🤖 AI Summary
Existing evaluation frameworks fail to accurately model hardware-software co-optimization overheads for latency-sensitive, fine-grained accelerators within cache hierarchies—particularly overlooking interaction delays introduced by the AMBA CHI coherence protocol and the Linux software stack, as well as performance variability induced by cache configuration. This paper presents the first cache-level, fine-grained task evaluation framework supporting full-system simulation. Built upon gem5, it deeply integrates the CHI coherence network and the Linux software stack, offering a C++ API and modular configuration to enable end-to-end modeling across CPU cores, caches, and accelerators. It innovatively enables fine-grained quantification of address translation, memory access, and protocol overheads.
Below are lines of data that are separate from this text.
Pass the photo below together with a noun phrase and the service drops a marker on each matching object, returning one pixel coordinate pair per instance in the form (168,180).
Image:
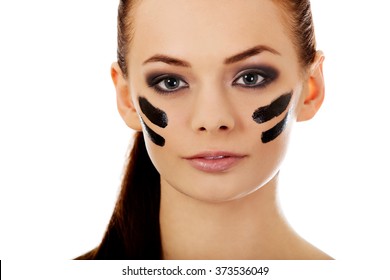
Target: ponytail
(134,228)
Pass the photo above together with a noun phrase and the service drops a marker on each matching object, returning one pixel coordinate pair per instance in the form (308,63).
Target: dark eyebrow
(250,52)
(167,60)
(233,59)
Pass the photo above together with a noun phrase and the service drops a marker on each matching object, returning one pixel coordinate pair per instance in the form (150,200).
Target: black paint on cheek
(276,108)
(155,115)
(154,137)
(271,134)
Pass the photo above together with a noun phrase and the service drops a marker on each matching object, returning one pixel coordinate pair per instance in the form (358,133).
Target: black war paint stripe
(275,109)
(271,134)
(154,137)
(154,114)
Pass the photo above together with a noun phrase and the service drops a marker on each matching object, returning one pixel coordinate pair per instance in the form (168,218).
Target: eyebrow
(233,59)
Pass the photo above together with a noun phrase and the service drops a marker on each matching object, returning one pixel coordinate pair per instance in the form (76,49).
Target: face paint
(276,108)
(267,113)
(155,115)
(271,134)
(156,138)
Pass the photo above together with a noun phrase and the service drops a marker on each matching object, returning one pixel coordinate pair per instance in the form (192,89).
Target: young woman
(212,88)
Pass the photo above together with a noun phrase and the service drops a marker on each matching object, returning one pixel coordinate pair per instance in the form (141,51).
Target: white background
(63,144)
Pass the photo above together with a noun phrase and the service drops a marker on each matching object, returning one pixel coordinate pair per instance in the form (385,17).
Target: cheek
(267,113)
(156,116)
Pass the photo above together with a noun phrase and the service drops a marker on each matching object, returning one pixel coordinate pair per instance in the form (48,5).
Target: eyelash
(155,81)
(267,74)
(267,77)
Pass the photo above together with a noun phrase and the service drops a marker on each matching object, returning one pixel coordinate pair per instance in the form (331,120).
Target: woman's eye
(170,84)
(250,79)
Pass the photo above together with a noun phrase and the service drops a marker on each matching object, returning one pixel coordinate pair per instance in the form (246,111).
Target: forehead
(202,28)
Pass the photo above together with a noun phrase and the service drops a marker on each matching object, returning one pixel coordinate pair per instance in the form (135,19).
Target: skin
(232,214)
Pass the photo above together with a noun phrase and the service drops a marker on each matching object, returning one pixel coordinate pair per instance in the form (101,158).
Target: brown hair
(134,231)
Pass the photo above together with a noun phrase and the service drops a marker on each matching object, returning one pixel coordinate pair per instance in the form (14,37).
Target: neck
(248,228)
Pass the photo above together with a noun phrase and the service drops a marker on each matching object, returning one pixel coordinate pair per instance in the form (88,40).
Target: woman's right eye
(168,84)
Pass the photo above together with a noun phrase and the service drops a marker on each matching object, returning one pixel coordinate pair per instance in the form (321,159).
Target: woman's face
(217,85)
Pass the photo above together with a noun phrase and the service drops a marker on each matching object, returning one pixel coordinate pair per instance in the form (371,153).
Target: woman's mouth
(214,162)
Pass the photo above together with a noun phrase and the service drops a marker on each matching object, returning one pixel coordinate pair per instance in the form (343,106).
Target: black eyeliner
(269,73)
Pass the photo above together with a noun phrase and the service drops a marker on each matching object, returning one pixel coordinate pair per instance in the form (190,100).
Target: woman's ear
(313,91)
(123,97)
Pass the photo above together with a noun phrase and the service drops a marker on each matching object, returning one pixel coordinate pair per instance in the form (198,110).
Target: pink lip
(214,162)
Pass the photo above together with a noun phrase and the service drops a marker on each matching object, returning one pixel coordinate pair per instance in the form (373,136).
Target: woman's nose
(212,112)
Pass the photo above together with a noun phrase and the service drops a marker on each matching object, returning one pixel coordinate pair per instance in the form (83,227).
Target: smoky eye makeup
(166,83)
(255,77)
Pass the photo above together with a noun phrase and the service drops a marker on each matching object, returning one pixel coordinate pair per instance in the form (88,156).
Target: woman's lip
(215,161)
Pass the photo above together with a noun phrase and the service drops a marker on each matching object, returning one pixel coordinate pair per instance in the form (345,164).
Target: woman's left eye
(251,79)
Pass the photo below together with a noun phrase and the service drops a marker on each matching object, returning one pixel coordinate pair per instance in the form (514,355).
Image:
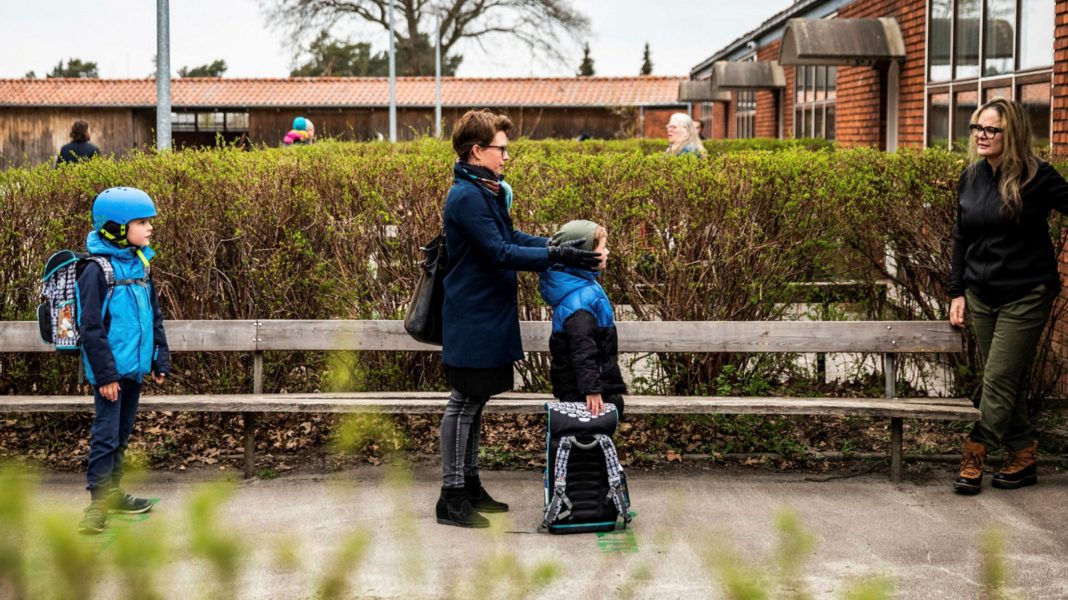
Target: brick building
(888,74)
(35,114)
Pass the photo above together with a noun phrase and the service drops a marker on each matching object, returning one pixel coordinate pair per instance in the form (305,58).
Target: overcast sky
(120,35)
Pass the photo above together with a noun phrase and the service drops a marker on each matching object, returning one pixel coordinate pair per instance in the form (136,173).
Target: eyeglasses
(984,131)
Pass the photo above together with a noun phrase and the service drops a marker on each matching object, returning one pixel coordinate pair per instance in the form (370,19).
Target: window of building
(706,121)
(744,113)
(815,91)
(209,121)
(985,49)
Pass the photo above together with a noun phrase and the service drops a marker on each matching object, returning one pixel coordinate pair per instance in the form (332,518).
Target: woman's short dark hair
(79,131)
(477,127)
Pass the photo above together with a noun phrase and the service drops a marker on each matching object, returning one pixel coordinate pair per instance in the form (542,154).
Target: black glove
(569,255)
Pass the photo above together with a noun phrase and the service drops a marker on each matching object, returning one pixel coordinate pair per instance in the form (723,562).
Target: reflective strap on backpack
(552,511)
(614,477)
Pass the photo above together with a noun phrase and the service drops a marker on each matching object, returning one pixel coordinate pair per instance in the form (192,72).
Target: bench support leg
(250,419)
(896,429)
(250,444)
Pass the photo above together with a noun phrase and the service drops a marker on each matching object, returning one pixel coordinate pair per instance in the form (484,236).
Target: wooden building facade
(35,115)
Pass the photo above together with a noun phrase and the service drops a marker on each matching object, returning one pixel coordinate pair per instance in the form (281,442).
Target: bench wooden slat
(634,336)
(953,409)
(182,336)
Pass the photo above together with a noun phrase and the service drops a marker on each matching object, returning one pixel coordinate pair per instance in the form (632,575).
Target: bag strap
(553,511)
(615,492)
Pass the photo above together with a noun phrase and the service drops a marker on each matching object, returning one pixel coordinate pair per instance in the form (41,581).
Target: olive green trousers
(1008,336)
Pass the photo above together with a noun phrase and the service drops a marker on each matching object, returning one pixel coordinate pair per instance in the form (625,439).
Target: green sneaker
(122,502)
(95,519)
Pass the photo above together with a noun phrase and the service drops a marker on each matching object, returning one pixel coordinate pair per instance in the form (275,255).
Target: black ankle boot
(455,509)
(480,499)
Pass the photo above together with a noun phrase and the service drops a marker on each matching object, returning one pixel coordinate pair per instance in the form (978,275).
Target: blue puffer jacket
(122,332)
(584,345)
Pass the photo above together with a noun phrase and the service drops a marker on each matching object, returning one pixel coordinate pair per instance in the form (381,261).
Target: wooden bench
(888,338)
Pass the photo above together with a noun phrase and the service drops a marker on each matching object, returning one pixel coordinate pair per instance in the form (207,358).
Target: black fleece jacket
(1001,258)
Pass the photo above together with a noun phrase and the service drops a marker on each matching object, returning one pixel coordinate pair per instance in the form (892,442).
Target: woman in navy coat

Evaluated on graph-analytics prefetching and fast-sorting accelerators, the framework achieves 1.08×–1.88× and over 2× speedup, respectively, demonstrating its effectiveness in guiding low-latency accelerator design.
📝 Abstract
In this paper, we introduce Choreographer, a simulation framework that enables a holistic system-level evaluation of fine-grained accelerators designed for latency-sensitive tasks. Unlike existing frameworks, Choreographer captures all hardware and software overheads in core-accelerator and cache-accelerator interactions, integrating a detailed gem5-based hardware stack featuring an AMBA coherent hub interface (CHI) mesh network and a complete Linux-based software stack. To facilitate rapid prototyping, it offers a C++ application programming interface and modular configuration options. Our detailed cache model provides accurate insights into performance variations caused by cache configurations, which are not captured by other frameworks. The framework is demonstrated through two case studies: a data-aware prefetcher for graph analytics workloads, and a quicksort accelerator. Our evaluation shows that the prefetcher achieves speedups between 1.08x and 1.88x by reducing memory access latency, while the quicksort accelerator delivers more than 2x speedup with minimal address translation overhead. These findings underscore the ability of Choreographer to model complex hardware-software interactions and optimize performance in small task offloading scenarios.